I flutti gorgogliano e tutt’attorno rimbalzano le bolle di sapone di quest’estate duemiladue.

 

-«Ricordati che i tuoi profumi d’oriente, son come dire più aromatici o meglio, olezzosi rispetto alla mia umile sudorazione del piede».

-«Ben detto!» - Le risponde la lenticchia con capitale Costantinopoli, rincarando la dose.

-«Se lo chiamassimo conflitto teorico, staresti già bell’e affondata in te stessa!…ma rispecchiati! Più che a ricordarmi un delfino geografico, mi appari come una caccola arida venuta a galla dallo starnuto del firmamento!»

L’atollo ribatte:- «Ma ti dispiacerebbe così tanto scansarti una volta per tutte dal mio orizzonte? Il tuo è solo un nulla che blatera vuoti a rendere!…».

 

Mentre l’acqua fa “cich” e “ciach”, giungo alla meta.

-Posso sedermi qui? La ringrazio.

Il tavolo quadro è per quattro persone ma saremo solo in due a brindare: io, all’ombra e questo sole, che scalda la metà dell’orizzonte che ho di fronte.

Posto ventilato, all’angolo tra due opposte e colorate intermittenze turistiche. Una dozzina di tavoli all’aperto e odori masticati. C’è gente che vedo roteare attorno alla propria pancia, belle donne con l’alito di piombo e bambini assonnati, flosci come palloncini.

 

Pochi minuti e son sempre lì che premo il boccale di birra, tra le mani, sulle tempie. Ho ordinato una Pita, dello tzazichi e un’altra Amstel; la prima mi sta rigenerando.

Scorre fresca nel mio arido esofago e le pupille brillano; e la mia psiche dirama.

Si, certo, il sole è certamente un’entità altolocata ma con chi scambio due stronzate in italiano?

Con la cipolla nella Pita, arrivano i piedi di Ezechiele e Serafino.

 

 

*

 

 

Ore 15:46. Il sole è sul loro tavolo e ci ridono sopra. Serafino, da quanto ho capito, racconta di una macabra vicenda accaduta qualche millennio fa sull’isola nel mare di Kefalos, prima dell’avvento dei preti e del Club Mediterranee.

 

Quasi tremila anni fa, su quell’isola, viveva un uomo senza nome e senza peli sulla lingua. Per riconoscerlo tra i raggi di sole che, toccata terra, a quei tempi formavano come delle stoppe, lo chiameremo Dimitri. Eccolo lì.

Dimitri amava la sua isola, non era un pescatore e viveva solo e spensierato già da quasi tremila anni.

Un giorno l’acquolina andò a fargli visita: planò con le sue ali e gli entrò in bocca.

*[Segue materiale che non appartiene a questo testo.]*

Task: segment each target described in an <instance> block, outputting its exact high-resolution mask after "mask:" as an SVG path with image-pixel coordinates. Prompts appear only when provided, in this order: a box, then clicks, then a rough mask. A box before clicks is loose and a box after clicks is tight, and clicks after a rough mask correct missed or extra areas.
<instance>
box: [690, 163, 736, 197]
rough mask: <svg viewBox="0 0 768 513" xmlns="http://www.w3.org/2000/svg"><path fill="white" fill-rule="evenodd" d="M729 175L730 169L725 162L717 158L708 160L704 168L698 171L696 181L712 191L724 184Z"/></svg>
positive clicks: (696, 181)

Dimitri ebbe fame, per la prima volta in vita sua ebbe proprio l’impressione di avere fame. Una fame mostruosa.

Annodando a uno a uno i peli della sua lunga barba, Dimitri decise di costruirsi una lenza e come esca usò un suo dito. A quei tempi, non c’erano mezzi termini.

Lanciò il suo bisogno, con tutta la forza che aveva, annodando, l’estremità all’aria aperta, proprio sulla mano sanguinante.

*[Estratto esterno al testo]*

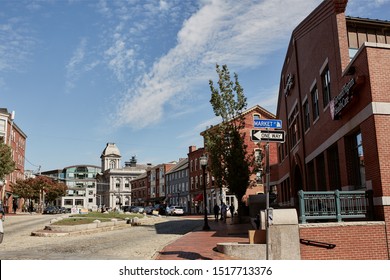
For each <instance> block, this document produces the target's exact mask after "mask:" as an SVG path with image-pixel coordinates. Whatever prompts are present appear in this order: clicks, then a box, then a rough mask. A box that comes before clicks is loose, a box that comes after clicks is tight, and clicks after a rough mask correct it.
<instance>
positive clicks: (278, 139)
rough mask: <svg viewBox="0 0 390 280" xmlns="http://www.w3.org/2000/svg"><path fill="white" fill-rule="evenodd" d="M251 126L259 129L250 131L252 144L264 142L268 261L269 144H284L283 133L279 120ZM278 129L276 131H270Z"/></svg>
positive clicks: (268, 212)
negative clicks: (265, 177)
mask: <svg viewBox="0 0 390 280" xmlns="http://www.w3.org/2000/svg"><path fill="white" fill-rule="evenodd" d="M253 126H254V127H255V128H263V129H265V130H260V129H252V131H251V140H252V141H253V142H266V145H265V172H266V184H265V190H264V192H265V195H266V206H265V216H266V218H265V222H266V259H267V260H268V259H269V239H270V236H269V226H270V224H271V220H272V209H270V207H269V192H270V164H269V143H270V142H277V143H284V141H285V134H286V133H285V131H284V130H280V129H281V128H282V121H281V120H260V119H257V120H254V122H253ZM270 129H278V130H270Z"/></svg>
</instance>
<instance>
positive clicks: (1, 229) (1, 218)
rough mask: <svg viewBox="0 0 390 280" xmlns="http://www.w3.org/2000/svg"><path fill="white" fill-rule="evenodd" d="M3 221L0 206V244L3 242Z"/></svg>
mask: <svg viewBox="0 0 390 280" xmlns="http://www.w3.org/2000/svg"><path fill="white" fill-rule="evenodd" d="M4 219H5V213H4V209H3V206H2V205H0V243H2V242H3V237H4V229H3V221H4Z"/></svg>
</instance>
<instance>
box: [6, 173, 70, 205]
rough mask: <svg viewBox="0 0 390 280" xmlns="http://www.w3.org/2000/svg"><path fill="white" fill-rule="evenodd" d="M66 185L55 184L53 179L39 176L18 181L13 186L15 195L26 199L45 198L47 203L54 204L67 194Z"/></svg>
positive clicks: (57, 183)
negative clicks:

Passarono gli anni e lui era lì, sul bagnasciuga, eretto, pallido anzi, morto per i suoi tre quarti. Sui suoi piedi prendevano il sole i paguri, senza guscio perché si sentivano al sicuro. Sul suo nuovo metro di barba castana, saltellava il mitico Tarzan, ma che dico, le splendide varietà di Cita che si portava dietro! A quei tempi, la libertà, non era un’opinione.

Fatto sta che l’esca, pian pianino, portata in grembo dalle correnti, raggiunse profondità impressionanti e dove altro avrebbe potuto posarsi se non nel buio più atroce, sotto miliardi di metri cubi d’acqua salata gorgogliante di spugne e pesci d’ogni misura!

 

Dimitri restava sempre lì, impassibile.

Per sembrar sveglio, dato che tutti gli orifizi del suo corpo erano infestati dalle meduse o merde sfuse, respirava col cervello. Quello gli rimase.

Oggi, raggiungendo a nuoto quello splendido atollo marrone, si riceve, dopo che ci son passate così tante lune sopra, una strana sensazione di sollettichio ai piedi. Una sensazione così atipica, che vien quasi da pensare a quel dito medio, così tanto caduto in basso.

-Di questi tempi, è meglio starsene a largo, non è vero Ezechiele?